Söyleyecek bir sözün varsa, her zaman üstüne söz söyleyecekte vardır. Eğer söyleyecek birden çok sözün varsa, sana söz söyleyeceklerin sayısı da artar. Yani aslında fikirlerimizi ne kadar çok ortaya koyarsak , o kadar çok muhalif kazanmış oluruz. Fikir tabanlı habercilik , muhabir tabanlı haberciliğe göre yapılması kolay gözükse de , eğer haberci gerçekten hiç bir kişi ya da kuruma bağlı kalmadan kendi fikrini ortaya koyabiliyorsa, o zaman işi zordur. Dayanacağı hiç kimse olmadan sadece tek destekçisi “fikri” olan kişi yalnızdır ve yalnızlık aslında hiç bir zaman kolay olmamıştır.
Bu hafta içinde Mehmet Ali Birand’ı uğurladık aramızdan. Aynı hafta Hrant Dink’i andık gelecek hafta ise Uğur Mumcu’yu anacağız. Hrant için adalet isterken , Mumcu için bir kez daha “uğurlar olsun” diyeceğiz.
Her ölüm erken ölümdür demiş yine bir ocak ayında kaybettiğimiz Cemal Süreya ama bu üç ölüm arasından , Mehmet Ali Birand, Uğur Mumcu ve Hrant Dink’le karşılaştırıldığında belki biraz daha şanslıydı diyebiliriz. Ölüm için ecel, bir tetikçi ya da bir bombadan önce gelmişti. Üstelikte 71 yıl beklemişti. Bazı insanlara ölüm yakışmaz , Birand da onlardan biriydi. Sanki her Kanal D’ yi açısımızda, o hayat enerjisi ve gülen yüzüyle her zaman heyecanlı bir şekilde yer yer takılarak bazen de günleri karıştırarak bize bir şeyler anlatacak gibiydi. Bu yüzden ölümüne kimileri çok üzüldü, kimileri çok şaşırdı , kimileriyse hala kabul edemedi. Bazılarınınsa ölüm hep üstündeydi, Mumcu ve Hırant gibi. Onların ölümüne ise kimileri çok üzüldü , kimileri çok sevindi. Bir “fikri” savunduklarından, bir çok grubu , kurumu ve kişileri karşılarına almışlardı. Sevenleri kadar sevmeyenleri de vardı , nefret eden bile çoktu, öldürmek isteyenlerse sonuca en çok mutlu olanlardı.

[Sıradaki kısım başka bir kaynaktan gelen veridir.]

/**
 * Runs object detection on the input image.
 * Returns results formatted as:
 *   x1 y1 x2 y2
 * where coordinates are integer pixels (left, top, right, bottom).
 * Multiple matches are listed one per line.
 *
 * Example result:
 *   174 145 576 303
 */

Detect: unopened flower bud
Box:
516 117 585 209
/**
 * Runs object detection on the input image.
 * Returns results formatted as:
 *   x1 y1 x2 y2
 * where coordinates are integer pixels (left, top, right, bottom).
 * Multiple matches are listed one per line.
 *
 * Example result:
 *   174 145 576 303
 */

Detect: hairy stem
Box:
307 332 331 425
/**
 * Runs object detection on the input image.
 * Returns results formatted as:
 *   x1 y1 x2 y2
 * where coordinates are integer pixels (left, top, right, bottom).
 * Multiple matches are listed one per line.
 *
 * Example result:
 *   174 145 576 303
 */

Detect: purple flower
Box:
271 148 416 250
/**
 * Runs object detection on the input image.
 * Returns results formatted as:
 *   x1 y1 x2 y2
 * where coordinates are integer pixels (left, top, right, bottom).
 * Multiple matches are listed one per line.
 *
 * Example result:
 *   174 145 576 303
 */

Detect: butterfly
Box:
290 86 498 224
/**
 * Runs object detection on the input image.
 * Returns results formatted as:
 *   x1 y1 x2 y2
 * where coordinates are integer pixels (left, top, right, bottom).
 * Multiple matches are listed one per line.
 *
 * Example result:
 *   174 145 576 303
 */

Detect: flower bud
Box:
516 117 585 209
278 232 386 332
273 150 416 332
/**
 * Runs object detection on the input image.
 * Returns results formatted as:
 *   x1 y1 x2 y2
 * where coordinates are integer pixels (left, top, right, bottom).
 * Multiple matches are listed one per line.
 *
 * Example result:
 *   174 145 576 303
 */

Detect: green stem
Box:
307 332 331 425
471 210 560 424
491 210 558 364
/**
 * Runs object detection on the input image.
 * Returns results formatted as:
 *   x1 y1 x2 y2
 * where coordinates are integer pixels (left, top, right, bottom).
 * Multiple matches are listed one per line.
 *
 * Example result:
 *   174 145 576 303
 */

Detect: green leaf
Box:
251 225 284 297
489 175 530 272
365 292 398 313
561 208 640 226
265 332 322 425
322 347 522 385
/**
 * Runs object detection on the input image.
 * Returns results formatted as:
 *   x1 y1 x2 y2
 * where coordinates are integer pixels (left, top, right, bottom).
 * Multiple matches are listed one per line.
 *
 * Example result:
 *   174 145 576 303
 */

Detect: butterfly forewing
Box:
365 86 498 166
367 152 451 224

Gazeteci olmak hiç bir zaman kolay olmadı. Onlar için ecel ile ölmek aslında bir kardı. Üç ölüm aynı ayda olunca ister istemez bir kıyaslama yaptırdı ve “keşke Mumcu ve Hrant’ın da bir 71 yılı ve Birand gibi her akşam söyleyecek bir sözü olsaydı” dedirtti.. Gidenlerin ardından temennimiz , her gazetecimizin üretmek ve fikirlerini söyleyebilmek için en az Birand kadar uzun bir ömre sahip olmasıdır.